Thanks so much for the feedback. I think this hits on a lot of things I want to improve/add.

  • Higher difficulty levels add "extra" challenge by adding a few scaling spawn groups from wave 6 onward. Specifics aren't really important though if it doesn't work and even in my own testing I do agree it's barely tangible if at all. A few intended changes that may address this larger issue;
    • Adding "elemental" units. Removing material randomization and using color and effects to convey an enemy is resistant to some types of damage.
    • More unique traps and more damage types/status effects.
    • Better trap balancing with a specific focus on making elemental/status combos stronger.
    • Making the top tier units stronger but less numerous.
  • Push traps actually pushing alive units around is something I've wanted to do but is a performance concern. It is something I am definitely working towards supporting though.
  • Navigational issues are known and I am slowly improving UE's crowd path following system.
  • Single item building is coming very soon. Will be making it so that shift left click allows continuous building.
  • Manual wave start is coming very soon. Internal code is done - just needs UI and a keybinding setup.

Good to hear, it's mostly just that it's a demo and that you're working on what needs to be done, then.

I'd just like to say, I'd be wary of going for 'Enemy is resistant/immune to X so you have to use a variety of traps' and throwing in a load more damage type. It's a common route to take but could lead to bloat and not much diversity in options. Instead of a player spamming the same trap over and over, they'll be just spamming towers like 1,2,3-1,2,3.

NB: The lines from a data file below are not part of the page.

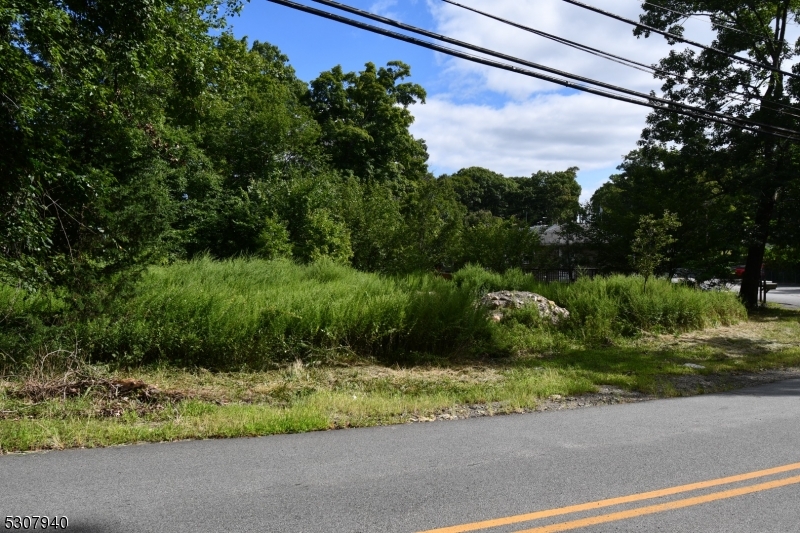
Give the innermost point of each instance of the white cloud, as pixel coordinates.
(545, 132)
(518, 125)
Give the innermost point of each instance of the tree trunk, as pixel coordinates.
(755, 250)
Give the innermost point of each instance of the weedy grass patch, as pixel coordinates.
(246, 347)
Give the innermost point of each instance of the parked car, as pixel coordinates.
(738, 270)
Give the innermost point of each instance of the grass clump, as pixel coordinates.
(255, 314)
(249, 313)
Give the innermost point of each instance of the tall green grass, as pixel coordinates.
(607, 307)
(252, 313)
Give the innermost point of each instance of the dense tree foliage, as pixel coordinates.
(754, 171)
(144, 132)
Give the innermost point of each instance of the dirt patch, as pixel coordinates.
(747, 338)
(690, 385)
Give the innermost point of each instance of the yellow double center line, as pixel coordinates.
(640, 511)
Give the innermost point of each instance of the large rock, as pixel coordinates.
(495, 301)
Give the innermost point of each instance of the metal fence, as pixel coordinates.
(561, 275)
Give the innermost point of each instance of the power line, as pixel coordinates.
(648, 102)
(618, 59)
(608, 86)
(680, 39)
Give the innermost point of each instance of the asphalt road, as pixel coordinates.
(788, 295)
(418, 477)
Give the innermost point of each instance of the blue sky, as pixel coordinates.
(477, 116)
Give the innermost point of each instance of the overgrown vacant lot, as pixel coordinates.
(247, 348)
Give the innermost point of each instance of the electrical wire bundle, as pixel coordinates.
(560, 77)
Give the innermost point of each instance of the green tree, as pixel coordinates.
(656, 179)
(496, 243)
(91, 93)
(752, 166)
(365, 119)
(650, 241)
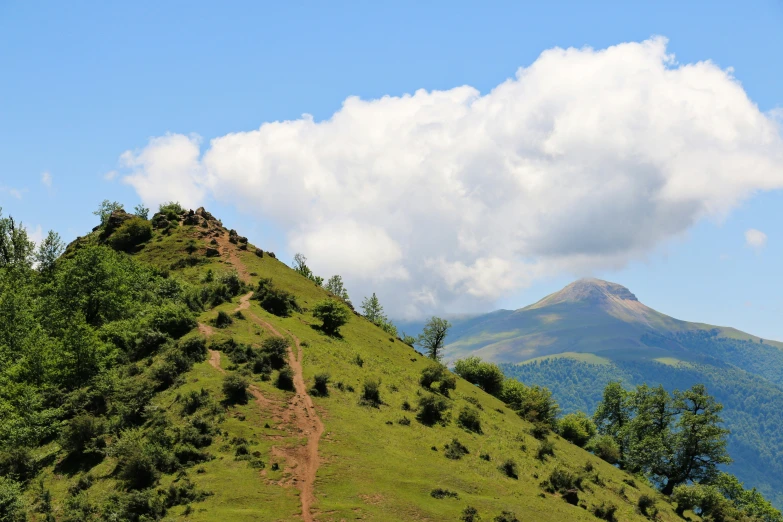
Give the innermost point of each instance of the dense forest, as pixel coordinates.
(755, 441)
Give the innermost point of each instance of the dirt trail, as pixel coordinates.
(303, 461)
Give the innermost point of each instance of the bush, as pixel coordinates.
(439, 375)
(223, 320)
(130, 234)
(332, 314)
(545, 449)
(509, 469)
(576, 428)
(431, 409)
(455, 450)
(506, 516)
(11, 504)
(645, 504)
(321, 385)
(605, 511)
(274, 300)
(469, 419)
(371, 393)
(604, 447)
(285, 378)
(487, 376)
(235, 389)
(277, 350)
(441, 493)
(80, 433)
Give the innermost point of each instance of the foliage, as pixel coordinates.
(130, 234)
(576, 428)
(486, 376)
(275, 300)
(332, 314)
(432, 339)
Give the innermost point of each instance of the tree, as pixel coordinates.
(336, 287)
(614, 413)
(332, 314)
(699, 441)
(16, 249)
(432, 338)
(372, 309)
(49, 250)
(141, 211)
(106, 208)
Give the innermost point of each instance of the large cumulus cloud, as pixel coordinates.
(586, 159)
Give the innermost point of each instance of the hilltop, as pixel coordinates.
(203, 405)
(576, 340)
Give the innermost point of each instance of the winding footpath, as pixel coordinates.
(300, 413)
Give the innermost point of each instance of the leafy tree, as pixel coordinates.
(432, 339)
(336, 286)
(106, 208)
(141, 211)
(372, 309)
(16, 249)
(487, 376)
(576, 428)
(699, 441)
(332, 314)
(48, 251)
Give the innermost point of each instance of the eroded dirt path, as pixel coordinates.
(299, 414)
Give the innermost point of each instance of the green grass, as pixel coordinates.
(372, 467)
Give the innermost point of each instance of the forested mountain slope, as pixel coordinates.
(167, 369)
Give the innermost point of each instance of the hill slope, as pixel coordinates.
(578, 339)
(169, 438)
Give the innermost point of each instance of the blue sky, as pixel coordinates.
(84, 82)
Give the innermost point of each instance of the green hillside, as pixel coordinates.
(578, 339)
(142, 378)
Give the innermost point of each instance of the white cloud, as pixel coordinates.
(583, 161)
(755, 238)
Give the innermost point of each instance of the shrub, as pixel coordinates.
(441, 493)
(11, 504)
(235, 389)
(509, 468)
(605, 447)
(455, 450)
(645, 504)
(439, 375)
(605, 511)
(576, 428)
(285, 378)
(486, 376)
(371, 393)
(274, 300)
(431, 409)
(545, 449)
(470, 514)
(321, 384)
(79, 435)
(332, 314)
(223, 320)
(130, 234)
(469, 419)
(506, 516)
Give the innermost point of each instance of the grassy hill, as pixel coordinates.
(159, 429)
(578, 339)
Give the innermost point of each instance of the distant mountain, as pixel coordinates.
(576, 340)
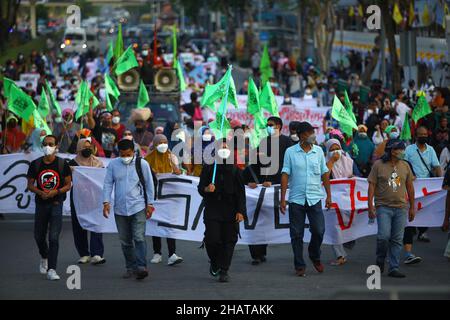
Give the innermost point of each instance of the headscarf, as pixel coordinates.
(92, 161)
(159, 162)
(35, 140)
(343, 168)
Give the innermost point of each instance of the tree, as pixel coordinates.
(8, 15)
(324, 31)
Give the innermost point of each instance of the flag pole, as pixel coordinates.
(223, 120)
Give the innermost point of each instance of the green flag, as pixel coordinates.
(110, 52)
(265, 67)
(180, 75)
(406, 129)
(118, 48)
(109, 106)
(214, 92)
(421, 109)
(143, 98)
(126, 61)
(253, 105)
(43, 106)
(7, 84)
(174, 43)
(20, 103)
(349, 106)
(111, 87)
(216, 126)
(54, 102)
(40, 122)
(267, 100)
(83, 100)
(341, 115)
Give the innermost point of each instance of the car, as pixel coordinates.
(164, 106)
(74, 40)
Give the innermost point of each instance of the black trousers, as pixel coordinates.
(48, 217)
(171, 245)
(257, 251)
(220, 240)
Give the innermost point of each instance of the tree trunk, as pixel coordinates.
(367, 74)
(389, 26)
(8, 14)
(324, 30)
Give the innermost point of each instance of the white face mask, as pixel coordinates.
(48, 151)
(181, 136)
(207, 137)
(162, 148)
(126, 160)
(223, 153)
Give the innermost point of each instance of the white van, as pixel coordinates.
(74, 40)
(92, 40)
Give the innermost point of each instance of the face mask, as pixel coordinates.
(86, 153)
(162, 148)
(394, 135)
(207, 137)
(311, 139)
(223, 153)
(362, 135)
(270, 131)
(48, 151)
(401, 155)
(422, 140)
(126, 160)
(181, 136)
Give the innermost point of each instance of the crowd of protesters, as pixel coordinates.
(371, 151)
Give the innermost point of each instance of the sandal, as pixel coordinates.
(339, 261)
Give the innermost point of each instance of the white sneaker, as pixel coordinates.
(174, 259)
(43, 266)
(52, 275)
(156, 258)
(97, 260)
(84, 260)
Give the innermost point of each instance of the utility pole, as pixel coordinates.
(33, 18)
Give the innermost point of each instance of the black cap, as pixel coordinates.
(304, 127)
(125, 144)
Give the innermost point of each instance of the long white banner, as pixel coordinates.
(179, 208)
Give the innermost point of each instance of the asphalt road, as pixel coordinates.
(20, 278)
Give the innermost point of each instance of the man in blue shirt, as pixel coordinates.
(425, 164)
(130, 207)
(305, 169)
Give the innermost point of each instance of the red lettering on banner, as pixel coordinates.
(335, 206)
(425, 194)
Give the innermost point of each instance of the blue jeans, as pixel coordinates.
(132, 238)
(48, 217)
(297, 217)
(80, 237)
(391, 225)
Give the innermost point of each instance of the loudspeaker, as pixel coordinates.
(166, 80)
(129, 81)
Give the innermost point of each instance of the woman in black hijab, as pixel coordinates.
(225, 208)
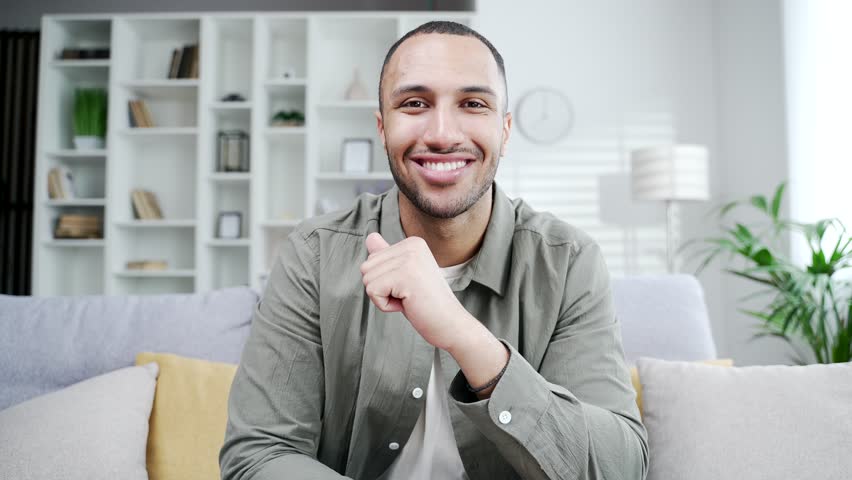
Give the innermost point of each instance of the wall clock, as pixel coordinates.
(544, 115)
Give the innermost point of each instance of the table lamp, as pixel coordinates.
(670, 173)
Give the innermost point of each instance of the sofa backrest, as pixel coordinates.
(663, 316)
(48, 343)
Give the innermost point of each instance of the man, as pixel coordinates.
(440, 330)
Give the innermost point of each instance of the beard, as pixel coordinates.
(455, 206)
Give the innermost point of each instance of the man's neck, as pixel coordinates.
(451, 240)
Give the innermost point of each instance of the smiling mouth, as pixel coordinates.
(442, 166)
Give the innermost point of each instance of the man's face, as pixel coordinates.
(442, 121)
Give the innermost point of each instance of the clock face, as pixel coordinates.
(544, 115)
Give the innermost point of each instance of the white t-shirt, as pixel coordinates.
(431, 451)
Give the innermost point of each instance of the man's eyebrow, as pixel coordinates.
(479, 89)
(424, 89)
(410, 89)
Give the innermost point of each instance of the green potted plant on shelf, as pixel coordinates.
(90, 114)
(291, 118)
(809, 302)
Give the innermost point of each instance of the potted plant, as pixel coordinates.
(809, 302)
(90, 114)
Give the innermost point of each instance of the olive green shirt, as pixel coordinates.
(326, 383)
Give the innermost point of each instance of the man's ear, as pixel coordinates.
(380, 126)
(507, 130)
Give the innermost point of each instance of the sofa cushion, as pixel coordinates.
(663, 316)
(47, 343)
(637, 384)
(95, 429)
(188, 418)
(707, 422)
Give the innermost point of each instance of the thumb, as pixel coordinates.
(375, 242)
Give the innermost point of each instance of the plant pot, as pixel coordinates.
(88, 142)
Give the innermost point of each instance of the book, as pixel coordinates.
(145, 205)
(153, 205)
(60, 183)
(147, 265)
(193, 69)
(175, 64)
(185, 59)
(146, 114)
(78, 226)
(138, 118)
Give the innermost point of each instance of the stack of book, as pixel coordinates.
(145, 205)
(184, 62)
(60, 183)
(147, 265)
(139, 114)
(78, 226)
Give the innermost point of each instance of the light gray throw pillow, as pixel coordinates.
(765, 422)
(95, 429)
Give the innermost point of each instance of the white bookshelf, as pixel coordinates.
(292, 167)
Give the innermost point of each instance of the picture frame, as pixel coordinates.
(229, 225)
(356, 155)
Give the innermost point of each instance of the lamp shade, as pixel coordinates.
(670, 172)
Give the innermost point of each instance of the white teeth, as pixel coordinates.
(444, 166)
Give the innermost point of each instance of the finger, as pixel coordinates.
(380, 270)
(383, 290)
(375, 242)
(387, 304)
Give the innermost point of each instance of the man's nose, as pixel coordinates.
(443, 130)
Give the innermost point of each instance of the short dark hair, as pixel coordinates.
(447, 28)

Having, say, a tower (door) type that hinders movement until enough 'damage' is done to it and it has to reset, then having an enemy that specializes at breaking in these door-towers (and may have some other properties) would be an example of an enemy that isn't resistant but still overcomes some traps. Fast enemies that are prone to trip-traps (slowed after being tripped), an enemy that doesn't trigger floor traps (but still gets hit if others trigger it / triggers it if they have a certain status effect), an enemy that sacrifices itself to block a trap's hit, that sort of thing. Basically, posing a question to the player of how they should design a set-up to handle a unique enemy, rather than just placing down different tower types. That, along with traps that work well in some environments (long range trap long corridor, push trap to ledge, map water that slows but removes statuses so you might use non-status-dependent traps).

I'm getting carried away with ideaguying but yeah, if you try out resistances just be careful that it doesn't just turn into a different type of trap spam.